At a glance, entering into a business partnership might seem like a brilliant idea.
After all, two heads are better than one, right?
However, not all partnerships end in success stories. Whether it’s a full-blown joint venture or partnering up with another company in your space, treading lightly is almost always the answer.
That’s not to say that every partnership has the potential to end in disaster, but rather business owners need to know what to look out for before committing to anything major.
In fact, we’ve broken down five points to consider before entering into any sort of partnership.
Is The Relationship on the Legal Up and Up?
Getting into business with the wrong sort of people can land you down a nasty legal rabbit hole. Obviously you should stay away from shady characters, but bear in mind that something as simple as a client trying to “win” a contract via gifting could actually be a bribe.
A business relationship built on such grounds is bad news. As noted by Reciprocity Labs, there are tons of points to consider when dealing with the legal security of your business but it’s the nature of the beast these days. This includes business partnerships as well.
Do You Trust Them?
It may sound cliché, but trust the cornerstone of any person or professional relationship. Even if someone is offering an amazing deal on paper, you can never commit 100% to a partnership if the element of trust simply isn’t there. This is where nagging feelings and gut instructs can make all the difference.
Don’t be afraid to ask questions and get to the point so there’s total transparency between you and your potential partner. If there’s any hesitance, there’s cause for concern.

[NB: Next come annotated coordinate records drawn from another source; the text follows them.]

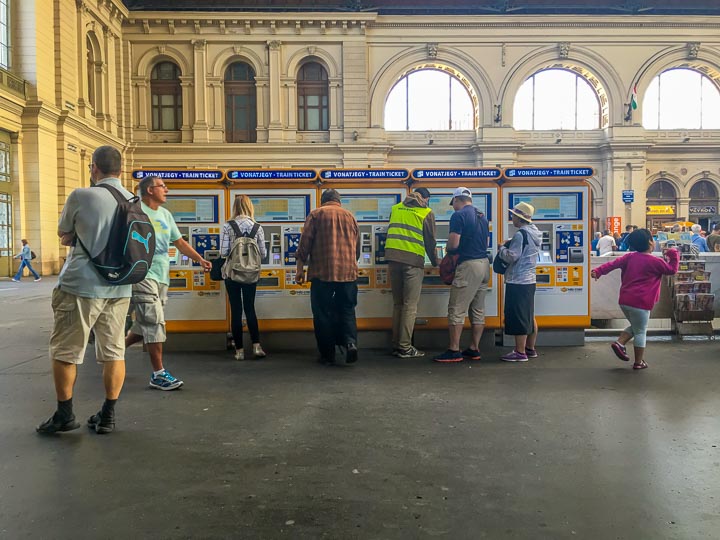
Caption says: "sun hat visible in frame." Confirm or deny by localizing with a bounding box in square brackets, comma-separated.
[450, 187, 472, 206]
[510, 202, 535, 223]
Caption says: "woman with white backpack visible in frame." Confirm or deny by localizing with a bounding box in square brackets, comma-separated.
[220, 195, 267, 360]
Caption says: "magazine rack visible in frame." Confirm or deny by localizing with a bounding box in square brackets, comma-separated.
[668, 246, 715, 339]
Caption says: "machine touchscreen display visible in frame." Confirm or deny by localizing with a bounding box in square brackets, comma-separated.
[340, 194, 400, 221]
[510, 193, 582, 221]
[250, 195, 310, 223]
[429, 194, 492, 221]
[165, 195, 217, 223]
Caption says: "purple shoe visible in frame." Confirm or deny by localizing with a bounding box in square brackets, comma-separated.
[500, 349, 527, 362]
[610, 341, 630, 362]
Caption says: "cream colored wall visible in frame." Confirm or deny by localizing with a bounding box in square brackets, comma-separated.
[5, 7, 720, 272]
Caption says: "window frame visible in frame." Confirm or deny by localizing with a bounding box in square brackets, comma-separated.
[513, 67, 603, 131]
[150, 60, 183, 131]
[297, 61, 330, 131]
[0, 0, 12, 71]
[224, 60, 257, 143]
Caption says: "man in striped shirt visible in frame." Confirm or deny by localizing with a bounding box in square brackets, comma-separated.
[295, 189, 360, 365]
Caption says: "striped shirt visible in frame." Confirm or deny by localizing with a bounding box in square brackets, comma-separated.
[295, 201, 360, 282]
[220, 216, 267, 259]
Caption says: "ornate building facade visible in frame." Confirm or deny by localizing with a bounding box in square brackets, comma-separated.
[0, 0, 720, 275]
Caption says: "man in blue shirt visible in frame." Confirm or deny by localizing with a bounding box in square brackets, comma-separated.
[13, 238, 42, 281]
[434, 187, 490, 363]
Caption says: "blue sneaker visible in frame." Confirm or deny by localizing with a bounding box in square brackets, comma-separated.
[150, 369, 183, 390]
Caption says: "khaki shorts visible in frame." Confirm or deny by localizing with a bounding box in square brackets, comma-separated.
[448, 259, 490, 325]
[50, 289, 130, 364]
[130, 279, 168, 343]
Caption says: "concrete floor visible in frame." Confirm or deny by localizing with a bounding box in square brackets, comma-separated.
[0, 279, 720, 540]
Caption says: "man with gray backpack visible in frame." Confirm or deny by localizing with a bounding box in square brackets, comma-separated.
[37, 146, 143, 434]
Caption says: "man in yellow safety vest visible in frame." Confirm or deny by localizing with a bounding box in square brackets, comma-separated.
[385, 187, 437, 358]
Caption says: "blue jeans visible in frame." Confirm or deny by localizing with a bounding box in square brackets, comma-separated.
[13, 259, 40, 280]
[620, 304, 650, 349]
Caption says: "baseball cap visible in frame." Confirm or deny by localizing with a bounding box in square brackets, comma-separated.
[450, 187, 472, 206]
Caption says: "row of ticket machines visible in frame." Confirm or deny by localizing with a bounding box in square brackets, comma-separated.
[133, 169, 592, 333]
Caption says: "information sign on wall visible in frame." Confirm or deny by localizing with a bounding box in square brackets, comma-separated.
[645, 204, 675, 216]
[605, 216, 622, 234]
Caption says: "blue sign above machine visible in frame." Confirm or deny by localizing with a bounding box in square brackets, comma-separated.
[412, 167, 502, 180]
[227, 169, 317, 180]
[133, 169, 223, 180]
[503, 167, 593, 178]
[320, 169, 410, 180]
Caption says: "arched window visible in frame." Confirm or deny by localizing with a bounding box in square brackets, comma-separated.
[225, 62, 257, 142]
[385, 68, 475, 131]
[85, 36, 95, 109]
[513, 69, 601, 130]
[643, 68, 720, 129]
[297, 62, 329, 131]
[150, 62, 182, 131]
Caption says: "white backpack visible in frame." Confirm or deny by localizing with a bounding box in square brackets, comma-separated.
[222, 220, 262, 284]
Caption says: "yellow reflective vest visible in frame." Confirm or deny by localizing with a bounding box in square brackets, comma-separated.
[385, 203, 432, 257]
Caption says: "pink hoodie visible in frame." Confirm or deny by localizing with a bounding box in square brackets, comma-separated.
[595, 249, 680, 310]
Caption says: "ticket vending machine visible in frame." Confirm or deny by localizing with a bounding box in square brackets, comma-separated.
[502, 167, 593, 329]
[412, 167, 502, 328]
[227, 169, 317, 331]
[133, 170, 227, 333]
[318, 169, 410, 330]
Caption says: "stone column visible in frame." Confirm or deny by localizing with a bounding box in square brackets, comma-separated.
[255, 77, 270, 142]
[180, 76, 193, 142]
[192, 39, 209, 142]
[207, 77, 225, 143]
[267, 41, 283, 142]
[328, 79, 343, 143]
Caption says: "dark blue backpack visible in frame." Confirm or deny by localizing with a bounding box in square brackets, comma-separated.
[78, 184, 155, 285]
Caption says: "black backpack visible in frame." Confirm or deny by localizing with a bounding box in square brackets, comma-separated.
[78, 184, 155, 285]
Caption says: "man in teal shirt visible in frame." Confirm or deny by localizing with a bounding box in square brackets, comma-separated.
[125, 176, 212, 390]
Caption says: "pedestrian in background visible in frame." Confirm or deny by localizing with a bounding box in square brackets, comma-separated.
[125, 176, 212, 390]
[590, 229, 680, 369]
[220, 195, 267, 360]
[13, 238, 42, 281]
[295, 189, 360, 365]
[498, 202, 542, 362]
[385, 187, 438, 358]
[37, 146, 134, 433]
[433, 187, 490, 363]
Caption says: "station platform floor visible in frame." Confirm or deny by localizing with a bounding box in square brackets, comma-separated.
[0, 278, 720, 540]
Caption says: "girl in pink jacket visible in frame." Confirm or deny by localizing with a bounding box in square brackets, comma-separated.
[590, 229, 680, 369]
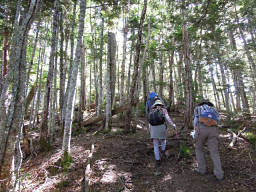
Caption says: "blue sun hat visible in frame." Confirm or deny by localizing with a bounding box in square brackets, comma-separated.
[149, 92, 157, 99]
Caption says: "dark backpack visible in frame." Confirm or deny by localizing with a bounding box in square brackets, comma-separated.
[199, 105, 218, 127]
[148, 108, 165, 126]
[147, 96, 160, 110]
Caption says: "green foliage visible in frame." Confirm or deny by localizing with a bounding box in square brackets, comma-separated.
[56, 181, 68, 189]
[40, 139, 53, 152]
[61, 152, 72, 171]
[243, 132, 256, 145]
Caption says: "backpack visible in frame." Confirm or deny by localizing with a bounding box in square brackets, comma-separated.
[148, 108, 165, 126]
[199, 105, 218, 127]
[147, 96, 160, 110]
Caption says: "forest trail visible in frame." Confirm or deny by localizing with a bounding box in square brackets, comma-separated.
[22, 113, 256, 192]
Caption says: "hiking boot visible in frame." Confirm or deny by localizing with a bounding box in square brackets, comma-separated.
[154, 160, 161, 176]
[161, 150, 167, 161]
[193, 168, 205, 175]
[216, 177, 224, 182]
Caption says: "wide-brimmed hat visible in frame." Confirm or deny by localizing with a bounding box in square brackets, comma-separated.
[152, 99, 164, 107]
[198, 99, 214, 107]
[148, 92, 157, 99]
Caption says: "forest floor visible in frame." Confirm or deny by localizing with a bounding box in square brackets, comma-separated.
[21, 113, 256, 192]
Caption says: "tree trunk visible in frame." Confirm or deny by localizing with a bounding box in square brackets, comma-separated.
[61, 0, 77, 132]
[40, 0, 59, 150]
[182, 23, 193, 129]
[168, 38, 174, 110]
[104, 32, 116, 131]
[126, 27, 135, 100]
[125, 0, 147, 132]
[62, 0, 86, 154]
[80, 43, 86, 111]
[0, 0, 39, 191]
[59, 9, 67, 120]
[26, 18, 41, 88]
[181, 0, 193, 129]
[119, 3, 130, 106]
[97, 14, 104, 115]
[141, 17, 152, 105]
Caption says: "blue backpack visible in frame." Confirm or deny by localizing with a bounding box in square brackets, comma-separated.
[199, 105, 218, 127]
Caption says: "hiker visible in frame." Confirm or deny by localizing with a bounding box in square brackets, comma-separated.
[193, 99, 224, 181]
[146, 92, 165, 116]
[148, 99, 178, 175]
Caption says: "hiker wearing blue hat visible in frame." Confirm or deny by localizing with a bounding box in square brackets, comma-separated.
[146, 92, 177, 175]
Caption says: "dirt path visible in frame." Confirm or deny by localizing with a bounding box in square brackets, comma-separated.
[20, 114, 256, 192]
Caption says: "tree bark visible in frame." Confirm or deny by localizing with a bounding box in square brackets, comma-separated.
[168, 38, 174, 110]
[62, 0, 86, 154]
[182, 0, 193, 129]
[97, 14, 104, 115]
[40, 0, 59, 150]
[104, 32, 116, 131]
[141, 17, 152, 105]
[0, 0, 39, 191]
[125, 0, 147, 132]
[119, 0, 130, 106]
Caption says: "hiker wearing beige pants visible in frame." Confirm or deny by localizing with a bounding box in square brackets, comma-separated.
[195, 123, 224, 180]
[194, 100, 224, 181]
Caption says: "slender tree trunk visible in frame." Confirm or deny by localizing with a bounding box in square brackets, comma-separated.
[59, 9, 67, 120]
[97, 14, 104, 115]
[141, 18, 152, 105]
[32, 37, 47, 128]
[105, 32, 116, 131]
[80, 43, 86, 111]
[62, 0, 86, 154]
[40, 0, 59, 150]
[168, 38, 174, 110]
[151, 61, 157, 92]
[26, 19, 41, 88]
[0, 0, 39, 191]
[182, 23, 193, 129]
[2, 28, 9, 78]
[177, 51, 184, 101]
[125, 0, 147, 132]
[158, 49, 164, 98]
[119, 3, 130, 106]
[61, 0, 77, 129]
[126, 28, 135, 100]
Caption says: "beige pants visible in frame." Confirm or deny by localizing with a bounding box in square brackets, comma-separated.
[195, 123, 224, 179]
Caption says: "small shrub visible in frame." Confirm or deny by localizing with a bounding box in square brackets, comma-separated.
[56, 181, 68, 189]
[61, 152, 72, 171]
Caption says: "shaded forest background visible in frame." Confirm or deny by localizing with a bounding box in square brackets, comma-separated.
[0, 0, 256, 191]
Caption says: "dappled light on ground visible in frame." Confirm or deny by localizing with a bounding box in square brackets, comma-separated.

What’s Their Track Record?
When looking at potential partnerships, bear in mind that you absorb everything from their business history to reputation as a result. Consider what they’ve done and what blemishes (or accomplishments) they might have on their books. A bit of Googling can tell you quite a bit; meanwhile, any of your partner’s claims should be backed up with concrete proof.
Do Your Personalities Clash?
Look at the various personality types of entrepreneurs, it’s clear to see that not everyone is going to get along. For example, you have your risk-takers who want to jump head first at problems and you have those who want to be calculated and data-driven. Similarly, you have big-picture visionaries and the realists that keep them grounded.

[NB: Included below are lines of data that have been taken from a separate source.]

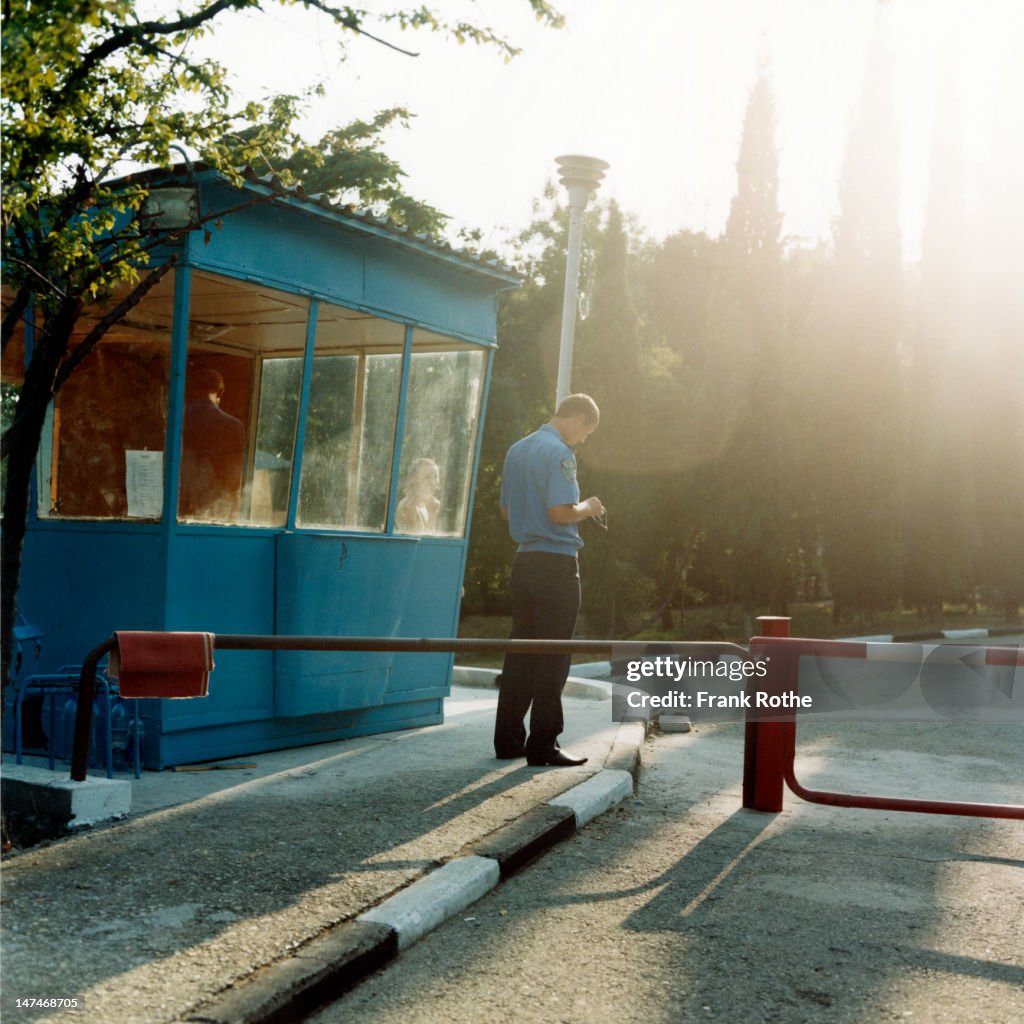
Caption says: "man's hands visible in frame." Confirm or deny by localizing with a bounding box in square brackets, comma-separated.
[548, 497, 604, 523]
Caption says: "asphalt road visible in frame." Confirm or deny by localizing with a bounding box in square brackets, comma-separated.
[315, 655, 1024, 1024]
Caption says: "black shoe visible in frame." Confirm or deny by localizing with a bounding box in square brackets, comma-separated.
[526, 751, 587, 768]
[495, 746, 526, 761]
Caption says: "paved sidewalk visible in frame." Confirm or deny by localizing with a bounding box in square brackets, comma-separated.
[2, 686, 644, 1024]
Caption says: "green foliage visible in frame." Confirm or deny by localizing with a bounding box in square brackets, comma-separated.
[0, 0, 561, 692]
[466, 37, 1024, 640]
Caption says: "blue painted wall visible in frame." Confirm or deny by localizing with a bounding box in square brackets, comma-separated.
[19, 169, 514, 768]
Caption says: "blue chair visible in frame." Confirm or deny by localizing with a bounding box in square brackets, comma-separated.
[11, 614, 142, 778]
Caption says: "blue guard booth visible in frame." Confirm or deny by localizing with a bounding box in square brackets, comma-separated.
[12, 170, 517, 768]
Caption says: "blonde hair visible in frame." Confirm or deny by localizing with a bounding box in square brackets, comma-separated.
[555, 392, 601, 424]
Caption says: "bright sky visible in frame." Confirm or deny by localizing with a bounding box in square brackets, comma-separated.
[172, 0, 1024, 256]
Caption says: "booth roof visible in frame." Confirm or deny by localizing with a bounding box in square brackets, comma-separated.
[122, 162, 522, 285]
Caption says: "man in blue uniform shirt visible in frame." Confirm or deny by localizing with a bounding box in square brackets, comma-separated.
[495, 394, 604, 767]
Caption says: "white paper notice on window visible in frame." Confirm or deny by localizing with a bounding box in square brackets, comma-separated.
[125, 451, 164, 519]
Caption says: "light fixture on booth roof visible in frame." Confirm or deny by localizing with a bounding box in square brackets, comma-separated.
[138, 144, 199, 231]
[555, 156, 608, 407]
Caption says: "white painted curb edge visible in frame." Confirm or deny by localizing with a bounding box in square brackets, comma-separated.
[548, 768, 633, 828]
[356, 857, 502, 949]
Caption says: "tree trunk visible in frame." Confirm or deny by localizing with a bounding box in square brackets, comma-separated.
[0, 303, 78, 691]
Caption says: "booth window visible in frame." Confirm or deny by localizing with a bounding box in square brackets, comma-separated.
[296, 303, 404, 531]
[178, 272, 309, 526]
[36, 271, 174, 519]
[394, 339, 485, 537]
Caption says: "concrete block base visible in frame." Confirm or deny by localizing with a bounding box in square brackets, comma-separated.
[657, 715, 692, 732]
[0, 764, 131, 845]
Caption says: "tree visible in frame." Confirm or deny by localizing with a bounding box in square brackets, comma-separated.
[902, 66, 978, 621]
[709, 63, 798, 614]
[0, 0, 561, 682]
[963, 60, 1024, 623]
[809, 6, 903, 622]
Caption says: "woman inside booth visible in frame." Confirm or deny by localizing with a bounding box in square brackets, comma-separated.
[178, 367, 246, 522]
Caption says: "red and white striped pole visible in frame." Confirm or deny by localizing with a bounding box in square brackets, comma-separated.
[743, 615, 800, 812]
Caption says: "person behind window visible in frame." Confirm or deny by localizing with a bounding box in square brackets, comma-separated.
[179, 367, 246, 521]
[394, 459, 441, 534]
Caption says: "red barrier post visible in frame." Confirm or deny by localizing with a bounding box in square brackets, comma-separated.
[743, 615, 800, 812]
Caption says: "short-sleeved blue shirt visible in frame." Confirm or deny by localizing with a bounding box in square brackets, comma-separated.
[501, 423, 583, 555]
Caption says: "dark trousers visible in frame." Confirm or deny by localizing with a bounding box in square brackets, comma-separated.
[495, 551, 580, 757]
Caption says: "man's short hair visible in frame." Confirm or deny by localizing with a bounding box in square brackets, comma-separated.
[555, 393, 601, 424]
[191, 367, 224, 395]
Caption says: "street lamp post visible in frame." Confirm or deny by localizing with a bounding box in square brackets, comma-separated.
[555, 156, 608, 408]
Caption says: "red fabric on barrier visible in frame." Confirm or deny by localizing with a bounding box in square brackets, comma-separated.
[110, 630, 213, 697]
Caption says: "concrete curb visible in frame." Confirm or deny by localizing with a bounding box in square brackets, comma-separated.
[452, 665, 612, 700]
[184, 720, 648, 1024]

There’s nothing wrong with clashing personalities as sometimes conflicting qualities can actually complement each other (think: the principle of “opposites attract”). That said, while you don’t need to be best friends with partners, you should at least be able to tolerate whoever you’re working with.
Do You Need Them? Do They Need You?
One of the biggest red flags of business partnerships is in engaging a relationship that effectively boosts one party but does nothing for the other.

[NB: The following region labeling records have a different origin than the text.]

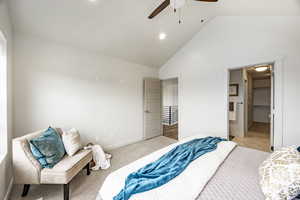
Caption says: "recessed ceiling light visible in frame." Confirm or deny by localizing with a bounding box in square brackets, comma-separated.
[255, 66, 268, 72]
[159, 33, 167, 40]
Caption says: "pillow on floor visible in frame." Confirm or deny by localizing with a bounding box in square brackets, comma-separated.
[29, 127, 66, 168]
[62, 128, 82, 156]
[259, 147, 300, 200]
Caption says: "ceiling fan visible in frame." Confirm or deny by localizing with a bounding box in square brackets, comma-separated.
[148, 0, 218, 19]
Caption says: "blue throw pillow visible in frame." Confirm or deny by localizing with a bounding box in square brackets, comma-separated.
[29, 127, 66, 168]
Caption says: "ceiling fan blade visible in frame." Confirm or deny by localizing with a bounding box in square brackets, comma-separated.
[148, 0, 170, 19]
[195, 0, 218, 2]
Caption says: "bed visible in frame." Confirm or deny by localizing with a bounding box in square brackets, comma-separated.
[97, 136, 269, 200]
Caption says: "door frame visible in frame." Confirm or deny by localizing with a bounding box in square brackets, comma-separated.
[226, 57, 285, 150]
[160, 76, 180, 141]
[142, 77, 162, 140]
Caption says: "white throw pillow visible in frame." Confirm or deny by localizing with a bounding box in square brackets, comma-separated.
[62, 128, 82, 156]
[259, 147, 300, 200]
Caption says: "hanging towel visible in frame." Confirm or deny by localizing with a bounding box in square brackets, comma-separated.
[113, 137, 225, 200]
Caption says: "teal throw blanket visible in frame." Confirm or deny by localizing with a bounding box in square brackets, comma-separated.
[114, 137, 225, 200]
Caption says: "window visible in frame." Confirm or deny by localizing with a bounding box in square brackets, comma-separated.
[0, 30, 7, 156]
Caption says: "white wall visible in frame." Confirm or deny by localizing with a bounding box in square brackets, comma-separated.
[160, 17, 300, 145]
[0, 0, 12, 199]
[229, 69, 244, 137]
[14, 34, 158, 148]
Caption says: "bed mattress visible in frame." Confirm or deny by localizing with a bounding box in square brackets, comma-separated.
[197, 147, 270, 200]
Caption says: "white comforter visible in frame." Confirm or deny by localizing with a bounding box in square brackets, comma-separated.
[97, 135, 236, 200]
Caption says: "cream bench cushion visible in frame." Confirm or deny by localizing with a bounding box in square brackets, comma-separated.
[41, 150, 92, 184]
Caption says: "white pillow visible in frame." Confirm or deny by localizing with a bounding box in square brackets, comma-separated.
[62, 128, 82, 156]
[259, 147, 300, 200]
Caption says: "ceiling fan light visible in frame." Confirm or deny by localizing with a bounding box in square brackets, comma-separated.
[170, 0, 186, 9]
[159, 33, 167, 40]
[255, 66, 268, 72]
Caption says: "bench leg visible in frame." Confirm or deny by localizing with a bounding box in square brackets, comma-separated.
[86, 163, 91, 176]
[64, 183, 70, 200]
[22, 184, 30, 197]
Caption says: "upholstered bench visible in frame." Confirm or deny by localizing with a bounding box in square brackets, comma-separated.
[13, 129, 92, 200]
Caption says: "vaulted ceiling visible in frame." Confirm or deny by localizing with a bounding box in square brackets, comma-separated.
[9, 0, 300, 67]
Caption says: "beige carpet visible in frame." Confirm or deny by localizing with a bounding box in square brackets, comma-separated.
[232, 122, 270, 152]
[10, 136, 176, 200]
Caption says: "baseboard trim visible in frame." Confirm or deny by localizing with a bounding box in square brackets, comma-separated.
[103, 138, 143, 151]
[4, 178, 14, 200]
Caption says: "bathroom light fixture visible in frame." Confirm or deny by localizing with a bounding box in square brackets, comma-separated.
[159, 33, 167, 40]
[255, 66, 268, 72]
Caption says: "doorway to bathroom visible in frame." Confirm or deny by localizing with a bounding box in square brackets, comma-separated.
[161, 78, 178, 140]
[228, 63, 275, 152]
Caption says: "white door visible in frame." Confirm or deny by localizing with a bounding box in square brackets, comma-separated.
[144, 78, 162, 139]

There’s nothing wrong with partners of different sizes putting their heads together but you don’t want to be taken advantage of. Bear in mind that not everyone might even do this consciously, either. As such, there’s nothing wrong with asking the question of “What’s in it for me?”
With all of this in mind, there’s no reason why you shouldn’t consider a joint venture or business partnership somewhere down the line. Just need to cover your bases before signing on the dotted line or putting your business reputation at risk.
Keeping these pointers in the back of your mind, you can quickly identify whether or not a partnership is truly worth pursuing.